Major biological obstacles for persistent cell-based regeneration of articular cartilage

Abstract

Hyaline articular cartilage, the load-bearing tissue of the joint, has very limited repair and regeneration capacities. The lack of efficient treatment modalities for large chondral defects has motivated attempts to engineer cartilage constructs in vitro by combining cells, scaffold materials and environmental factors, including growth factors, signaling molecules, and physical influences. Despite promising experimental approaches, however, none of the current cartilage repair strategies has generated long lasting hyaline cartilage replacement tissue that meets the functional demands placed upon this tissue in vivo. The reasons for this are diverse and can ultimately result in matrix degradation, differentiation or integration insufficiencies, or loss of the transplanted cells and tissues. This article aims to systematically review the different causes that lead to these impairments, including the lack of appropriate differentiation factors, hypertrophy, senescence, apoptosis, necrosis, inflammation, and mechanical stress.
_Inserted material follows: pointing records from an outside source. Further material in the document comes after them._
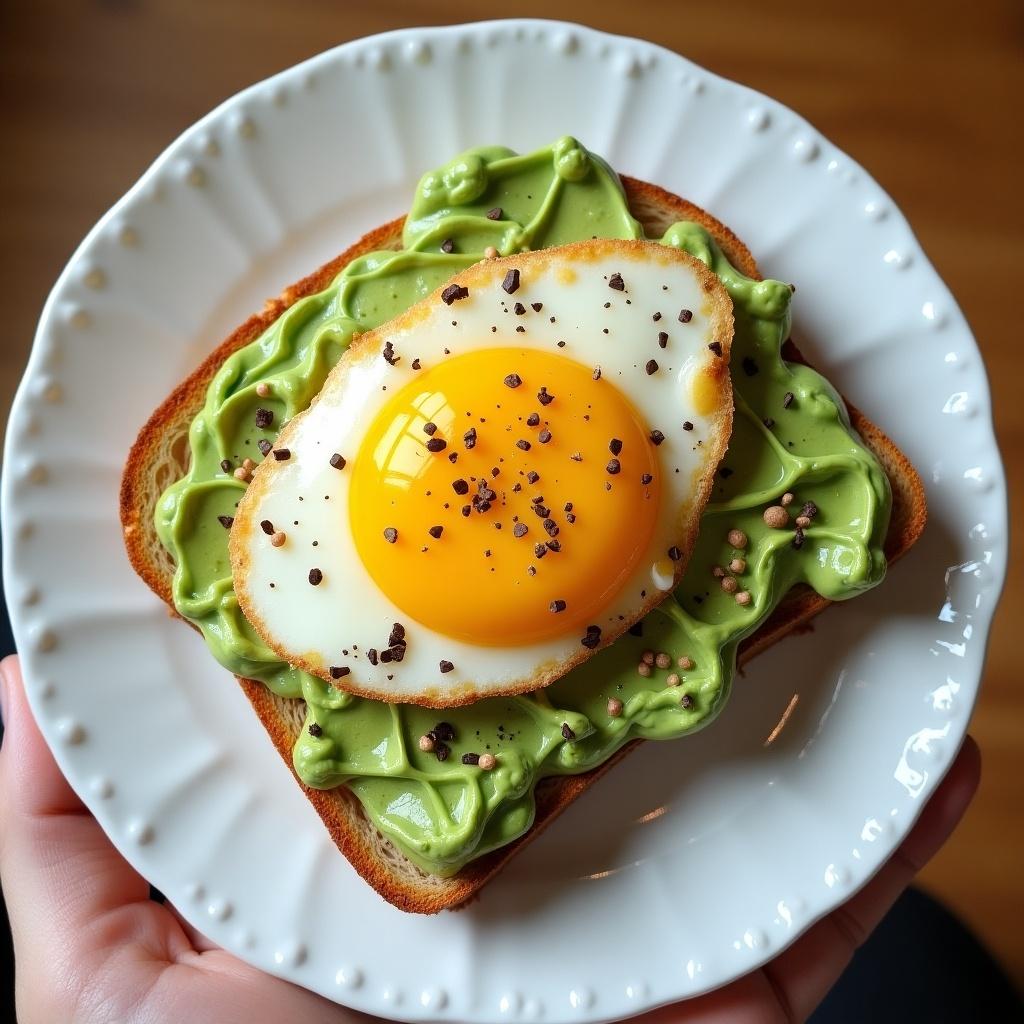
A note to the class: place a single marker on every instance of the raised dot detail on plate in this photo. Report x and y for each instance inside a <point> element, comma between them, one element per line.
<point>219,909</point>
<point>50,390</point>
<point>897,258</point>
<point>94,278</point>
<point>433,998</point>
<point>510,1005</point>
<point>101,787</point>
<point>566,42</point>
<point>195,175</point>
<point>78,317</point>
<point>629,66</point>
<point>419,52</point>
<point>45,640</point>
<point>805,150</point>
<point>758,119</point>
<point>140,832</point>
<point>978,477</point>
<point>836,875</point>
<point>71,732</point>
<point>349,977</point>
<point>294,954</point>
<point>581,998</point>
<point>637,990</point>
The current conceptual basis of the major biological obstacles for persistent cell-based regeneration of articular cartilage is discussed, as well as future trends to overcome these limitations.

Figure 1

Biological obstacles associated with cell-based approaches to cartilage tissue engineering. Formation of hyaline neocartilage can be hindered due to loss of transplanted chondrogenic cells by cellular efflux, apoptosis or necrosis, differentiation insufficiencies, including fibroblastic, hypertrophic or osteogenic differentiation (red arrows), matrix destruction by mechanical, oxidative and/or inflammatory stressors (red flashes), as well as integration failures within the cartilage and/or bone compartment (green arrows) of the defect.